When Microsoft Word is used to save a document to htm format, it changes various style names and converts the bullets and numbering styles to the bullet point or number with spaces to tab the text to the right place.

  • One

If you re-open this htm document in Word, this code is transformed back into the bullet and numbering style.

Is there any way of using Aspose to convert the Word html bullets back proper bulletted lists ?

Thanks
Fiona Treveil

Hi Fiona,

Thanks for your inquiry.

In case you are using an older version of Aspose.Words, I would suggest you please upgrade to the latest version (v14.5.0) from here and let us know how it goes on your side. If the problem still remains, please attach your input Word document here for testing. I will investigate the issue on my side and provide you more information.

Please note that
Aspose.Words mimics the same behavior as MS Word does. Aspose.Words
converts the MS Word documents to html (MS Word save option “Web Page,
Filtered”
). If you convert your document to HTML by using MS Word, you
will get the same output.

Thanks for the quick response. I attach a simple Word document that I have tried saving as both web page and filtered web page. The htm file contains a bullet point and some spaces. When I reopen the htm file with Word, there are bullet points against the 3 paragraphs. When I re-open the filtered one, I do not see these.

I am using Aspose to copy the contents of a full htm file into a new document. The resulting document has a bullet symbol and some spaces instead of this being a bulletted list.

I wondered if there was any way to read this as bullets and numbering when I copy the contents of the file.

Thanks
Fiona

Hi Fiona,

Thanks for your inquiry. Yes, you can achieve your requirements using Aspose.Words. Following code example save the Word document to HTML (with bullet list) and copy the same html into new Word document.

Document doc = new Document(MyDir + "One.doc");
doc.Save(MyDir + "Out.html");
Document newdoc = new Document(MyDir + "Out.html");
foreach (Paragraph para in doc.GetChildNodes(NodeType.Paragraph, true))
{
    if (para.IsListItem)
        Console.WriteLine(para.ToString(SaveFormat.Text));
}
newdoc.Save(MyDir + "Out.docx");

Upon processing HTML, some features of HTML might be lost. You can find a list of limitations upon HTML exporting/importing here:
https://docs.aspose.com/words/net/load-in-the-html-html-xhtml-mhtml-format/
https://docs.aspose.com/words/net/save-in-html-xhtml-mhtml-formats/

Hope this answers your query.

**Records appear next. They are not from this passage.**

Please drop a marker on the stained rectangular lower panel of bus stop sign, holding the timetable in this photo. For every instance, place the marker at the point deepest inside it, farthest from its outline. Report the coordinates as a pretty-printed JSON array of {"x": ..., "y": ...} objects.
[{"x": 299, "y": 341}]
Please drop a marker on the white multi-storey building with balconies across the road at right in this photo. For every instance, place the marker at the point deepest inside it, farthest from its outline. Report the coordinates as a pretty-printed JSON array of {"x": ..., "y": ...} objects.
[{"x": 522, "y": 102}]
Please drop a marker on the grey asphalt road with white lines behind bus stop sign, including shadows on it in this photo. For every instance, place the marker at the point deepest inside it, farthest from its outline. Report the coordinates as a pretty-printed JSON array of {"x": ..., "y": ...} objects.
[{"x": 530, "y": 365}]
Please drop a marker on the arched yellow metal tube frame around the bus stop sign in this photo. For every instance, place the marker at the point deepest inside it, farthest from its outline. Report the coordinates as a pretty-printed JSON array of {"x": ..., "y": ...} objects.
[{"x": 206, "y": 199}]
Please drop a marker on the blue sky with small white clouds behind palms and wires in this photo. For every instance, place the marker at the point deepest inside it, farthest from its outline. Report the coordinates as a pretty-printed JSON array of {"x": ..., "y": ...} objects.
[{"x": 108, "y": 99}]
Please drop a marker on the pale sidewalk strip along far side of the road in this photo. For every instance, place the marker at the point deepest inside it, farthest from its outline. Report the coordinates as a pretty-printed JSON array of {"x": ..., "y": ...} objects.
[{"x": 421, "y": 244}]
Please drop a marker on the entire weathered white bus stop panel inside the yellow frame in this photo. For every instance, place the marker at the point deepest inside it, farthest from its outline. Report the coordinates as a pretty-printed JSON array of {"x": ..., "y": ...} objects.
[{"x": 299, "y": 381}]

Please let us know if you have any more queries.

Thanks for your help, unfortunately, we are editing the files in Word and saving as html, then using Aspose to combine the Word htm files into a single document.

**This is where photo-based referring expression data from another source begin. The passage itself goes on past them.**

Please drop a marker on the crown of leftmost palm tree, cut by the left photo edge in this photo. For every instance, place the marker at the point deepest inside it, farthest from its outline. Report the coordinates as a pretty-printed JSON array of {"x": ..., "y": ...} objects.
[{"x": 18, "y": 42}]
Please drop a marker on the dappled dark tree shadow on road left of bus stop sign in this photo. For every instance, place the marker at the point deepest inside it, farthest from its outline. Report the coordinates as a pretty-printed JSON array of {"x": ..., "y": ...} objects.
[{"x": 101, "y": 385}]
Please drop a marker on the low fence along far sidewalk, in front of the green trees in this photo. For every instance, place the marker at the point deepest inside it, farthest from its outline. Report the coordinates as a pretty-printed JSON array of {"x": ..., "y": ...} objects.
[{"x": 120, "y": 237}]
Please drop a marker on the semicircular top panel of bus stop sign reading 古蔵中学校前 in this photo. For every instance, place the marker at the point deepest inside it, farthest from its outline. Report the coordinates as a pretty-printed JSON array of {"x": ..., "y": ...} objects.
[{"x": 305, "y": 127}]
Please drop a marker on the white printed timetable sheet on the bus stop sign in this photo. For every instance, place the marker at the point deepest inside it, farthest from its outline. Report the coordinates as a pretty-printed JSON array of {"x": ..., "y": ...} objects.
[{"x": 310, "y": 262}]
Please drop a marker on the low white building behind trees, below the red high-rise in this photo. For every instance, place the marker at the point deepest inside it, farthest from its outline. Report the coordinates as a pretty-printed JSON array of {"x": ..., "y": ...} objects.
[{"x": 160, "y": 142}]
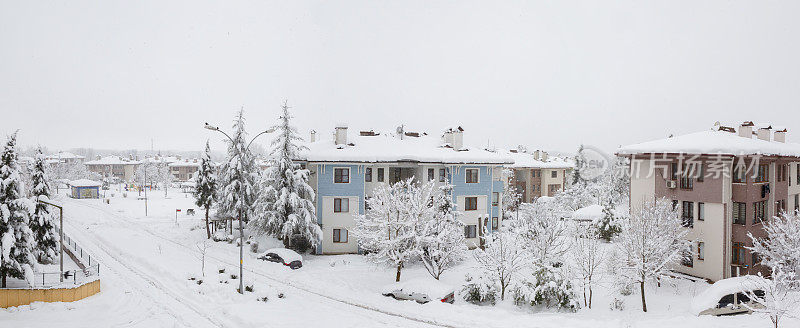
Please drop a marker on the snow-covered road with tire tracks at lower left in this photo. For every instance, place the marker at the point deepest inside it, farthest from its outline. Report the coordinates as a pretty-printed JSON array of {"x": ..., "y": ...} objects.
[{"x": 144, "y": 284}]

When Word saves a file as html it does loads of processing to create something very complicated. It is able to undo all of this when re-editing the file in Word, but I cannot find any other way to get back the original bullet point information from the document.

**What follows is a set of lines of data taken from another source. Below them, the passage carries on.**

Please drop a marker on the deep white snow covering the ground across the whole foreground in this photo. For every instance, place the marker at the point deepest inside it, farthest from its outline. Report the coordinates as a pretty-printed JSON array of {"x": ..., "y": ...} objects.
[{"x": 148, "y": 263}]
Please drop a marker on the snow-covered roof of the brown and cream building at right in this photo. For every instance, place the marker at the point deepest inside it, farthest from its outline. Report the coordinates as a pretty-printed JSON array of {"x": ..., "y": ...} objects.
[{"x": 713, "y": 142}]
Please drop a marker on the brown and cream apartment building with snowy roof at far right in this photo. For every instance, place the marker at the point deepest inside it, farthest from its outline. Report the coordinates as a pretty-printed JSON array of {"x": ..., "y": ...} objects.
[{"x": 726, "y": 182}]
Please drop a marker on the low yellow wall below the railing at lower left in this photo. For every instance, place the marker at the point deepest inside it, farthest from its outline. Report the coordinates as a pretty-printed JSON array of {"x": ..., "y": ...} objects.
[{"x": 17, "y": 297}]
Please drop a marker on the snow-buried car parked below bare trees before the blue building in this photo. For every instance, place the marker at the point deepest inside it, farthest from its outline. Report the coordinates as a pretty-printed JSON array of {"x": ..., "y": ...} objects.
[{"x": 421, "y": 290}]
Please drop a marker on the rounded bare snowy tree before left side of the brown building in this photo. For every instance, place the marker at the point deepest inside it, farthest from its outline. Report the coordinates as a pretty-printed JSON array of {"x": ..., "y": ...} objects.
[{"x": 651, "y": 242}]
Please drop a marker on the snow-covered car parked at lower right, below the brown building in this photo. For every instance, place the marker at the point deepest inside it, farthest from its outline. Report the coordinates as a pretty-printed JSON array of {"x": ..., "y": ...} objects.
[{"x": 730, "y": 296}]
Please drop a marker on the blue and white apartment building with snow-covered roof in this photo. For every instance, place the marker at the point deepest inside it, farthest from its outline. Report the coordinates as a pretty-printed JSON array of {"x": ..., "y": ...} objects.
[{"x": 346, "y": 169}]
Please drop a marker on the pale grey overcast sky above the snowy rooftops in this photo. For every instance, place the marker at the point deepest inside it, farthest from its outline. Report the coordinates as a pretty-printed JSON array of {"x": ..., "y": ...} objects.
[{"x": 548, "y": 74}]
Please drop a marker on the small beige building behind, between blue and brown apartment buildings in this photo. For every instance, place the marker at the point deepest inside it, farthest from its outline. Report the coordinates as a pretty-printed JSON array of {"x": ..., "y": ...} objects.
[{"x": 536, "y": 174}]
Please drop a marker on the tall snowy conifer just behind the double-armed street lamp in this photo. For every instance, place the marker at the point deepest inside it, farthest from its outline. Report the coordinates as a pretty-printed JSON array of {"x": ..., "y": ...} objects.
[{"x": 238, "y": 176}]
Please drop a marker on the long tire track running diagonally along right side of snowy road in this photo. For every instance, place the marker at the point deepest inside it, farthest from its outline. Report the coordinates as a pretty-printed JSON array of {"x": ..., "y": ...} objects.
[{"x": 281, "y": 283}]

I think that we might need to go back to the original word document for this to work.

Thanks
Fiona

We originally used the htm version so that we could display the word document in a .NET forms program window.

Is it possible to display a word document in a window using Aspose ?

Thanks
Fiona

Hi Fiona,

Thanks for your inquiry.

*fiona.treveil:

unfortunately, we are editing the files in Word and saving as html, then using Aspose to combine the Word htm files into a single document.
When Word saves a file as html it does loads of processing to create something very complicated. It is able to undo all of this when re-editing the file in Word, but I cannot find any other way to get back the original bullet point information from the document.*

Currently
most of the special Microsoft “Mso” attributes, which are normally
added by Microsoft Word to HTML output to make it round-trip capable
back to Word formats, are not written during export to HTML or MHTML.
This makes the HTML produced by Aspose.Words much cleaner than the
output produced by Microsoft Word which is often bloated with these many
round-trip based attributes.

I have logged this feature request as WORDSNET-10328 in our issue tracking system to import mso-list attributes in Aspose.Words DOM. You will be notified via this forum thread once this feature is available.

*fiona.treveil:

We originally used the htm version so that we could display the word document in a .NET forms program window.
Is it possible to display a word document in a window using Aspose ?*

Aspose.Words for .NET is just a class library and with it you can programmatically generate, modify, convert, render and print documents without utilizing Microsoft Word®. So, it does not offer any UI or web control for viewing Word documents.

Our sister company GroupDocs.com offers a viewer app which you may consider including in your application to view the various file formats. With GroupDocs apps, you can also have limited editing functionalities. For more information, I suggest you please contact GroupDocs support through live chat or support forums of GroupDocs.

Please let me know if I can be of any further assistance.